Methods: All cultures positive for SAB over 7 months were highlighted in the hospital epidemiology system, and prospectively reviewed by the AST. Recommendations were then provided to the primary care team to 1) obtain ID consult when appropriate, 2) select antibiotics consistent with susceptibilities, 3) obtain repeat blood cultures, and 4) assure adherence to route and duration in accordance with guidelines.

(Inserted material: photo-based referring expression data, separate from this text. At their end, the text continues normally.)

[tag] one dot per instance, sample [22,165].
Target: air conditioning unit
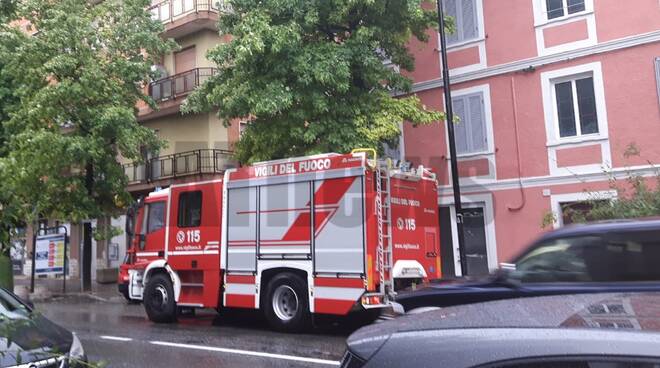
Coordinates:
[159,72]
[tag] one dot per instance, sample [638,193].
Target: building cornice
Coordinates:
[613,45]
[605,175]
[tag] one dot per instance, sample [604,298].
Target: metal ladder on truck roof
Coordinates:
[384,213]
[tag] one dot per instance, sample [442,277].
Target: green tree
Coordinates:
[311,77]
[77,81]
[9,217]
[637,196]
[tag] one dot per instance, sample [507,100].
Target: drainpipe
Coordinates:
[523,199]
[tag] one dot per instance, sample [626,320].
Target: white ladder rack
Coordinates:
[384,214]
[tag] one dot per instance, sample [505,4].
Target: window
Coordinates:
[637,254]
[464,13]
[576,107]
[559,8]
[242,126]
[578,211]
[156,216]
[471,133]
[190,209]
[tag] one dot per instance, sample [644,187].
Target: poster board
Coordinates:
[49,254]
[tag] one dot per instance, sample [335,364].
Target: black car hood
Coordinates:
[453,284]
[640,311]
[29,338]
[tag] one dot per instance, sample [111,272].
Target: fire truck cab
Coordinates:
[326,234]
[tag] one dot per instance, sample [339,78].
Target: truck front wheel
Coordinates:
[159,299]
[286,304]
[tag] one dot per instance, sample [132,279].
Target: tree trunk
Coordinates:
[6,269]
[87,234]
[87,257]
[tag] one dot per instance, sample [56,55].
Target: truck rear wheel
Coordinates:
[159,299]
[286,305]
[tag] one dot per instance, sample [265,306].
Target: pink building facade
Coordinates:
[551,94]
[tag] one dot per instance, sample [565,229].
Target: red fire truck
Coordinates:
[328,234]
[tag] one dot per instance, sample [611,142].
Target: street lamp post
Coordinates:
[452,142]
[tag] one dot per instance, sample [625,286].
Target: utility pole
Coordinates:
[452,143]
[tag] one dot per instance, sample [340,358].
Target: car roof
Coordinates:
[651,223]
[551,325]
[559,311]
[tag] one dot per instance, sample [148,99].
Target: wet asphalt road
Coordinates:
[120,335]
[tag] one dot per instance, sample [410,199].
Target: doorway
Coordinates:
[476,247]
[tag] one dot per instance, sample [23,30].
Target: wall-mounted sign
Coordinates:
[49,254]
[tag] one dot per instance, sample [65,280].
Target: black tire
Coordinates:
[286,305]
[159,300]
[124,293]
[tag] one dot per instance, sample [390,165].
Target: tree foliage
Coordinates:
[311,77]
[71,111]
[637,196]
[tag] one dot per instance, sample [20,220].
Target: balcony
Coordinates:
[183,17]
[169,92]
[179,84]
[178,167]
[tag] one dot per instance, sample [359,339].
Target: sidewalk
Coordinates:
[46,289]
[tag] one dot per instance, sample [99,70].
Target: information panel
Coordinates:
[49,256]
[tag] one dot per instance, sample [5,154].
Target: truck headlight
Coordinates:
[76,353]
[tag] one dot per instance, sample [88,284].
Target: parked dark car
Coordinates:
[614,256]
[27,339]
[570,331]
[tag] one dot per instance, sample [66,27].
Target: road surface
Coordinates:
[120,335]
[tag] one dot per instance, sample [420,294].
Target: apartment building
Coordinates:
[198,145]
[551,93]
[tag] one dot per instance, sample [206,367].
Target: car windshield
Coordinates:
[11,307]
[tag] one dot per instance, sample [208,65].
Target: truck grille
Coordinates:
[351,360]
[55,362]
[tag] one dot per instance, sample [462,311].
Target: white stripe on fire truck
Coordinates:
[192,252]
[288,250]
[146,254]
[241,289]
[337,293]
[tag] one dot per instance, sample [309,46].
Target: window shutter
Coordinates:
[450,10]
[469,19]
[461,129]
[477,124]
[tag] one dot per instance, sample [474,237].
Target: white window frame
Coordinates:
[576,108]
[541,12]
[557,200]
[484,90]
[242,125]
[479,9]
[542,22]
[548,82]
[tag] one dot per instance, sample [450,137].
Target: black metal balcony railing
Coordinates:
[179,84]
[169,10]
[201,161]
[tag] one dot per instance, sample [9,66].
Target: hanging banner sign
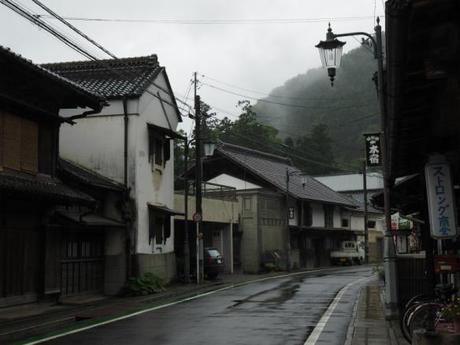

Results: A total of 104 SAB episodes were identified and 92 episodes included. Reasons for exclusion include persistent SAB or treatment prior to admission. Methicillin-resistant SAB accounted for 36% (33/92) of cases; catheter-related (25%) and endovascular (22%) infections were common identified sources. The majority (77%) of patients received an ID consultation. AST recommendations were provided for 12 cases; most were accepted. These comprised escalation (n=3) or de-escalation of antibiotics (n=6), and suggestions for closer monitoring (n=3). Escalation involved changing from inappropriate oral to acceptable intravenous antibiotics, while vancomycin was de-escalated when methicillin-sensitive SAB was reported. Eighty-two cases had follow-up blood cultures within 4 days of SAB, and 89% had echocardiography performed. Where applicable, early source control was obtained for 40% (18/44) of patients. Almost all (90%) received adequate SAB therapy within 24 hours of the initial culture, and 88% received appropriate treatment durations. Appropriate step-down therapy for methicillin-susceptible SAB was noted at more than 95% (43/45). A low in-hospital mortality rate of 6.5% was reported.
Conclusion: Prospective culture review and feedback by the stewardship team, coupled with a high rate for ID consultation, could contribute to good adherence to SAB quality measures and was possibly associated with a low mortality rate.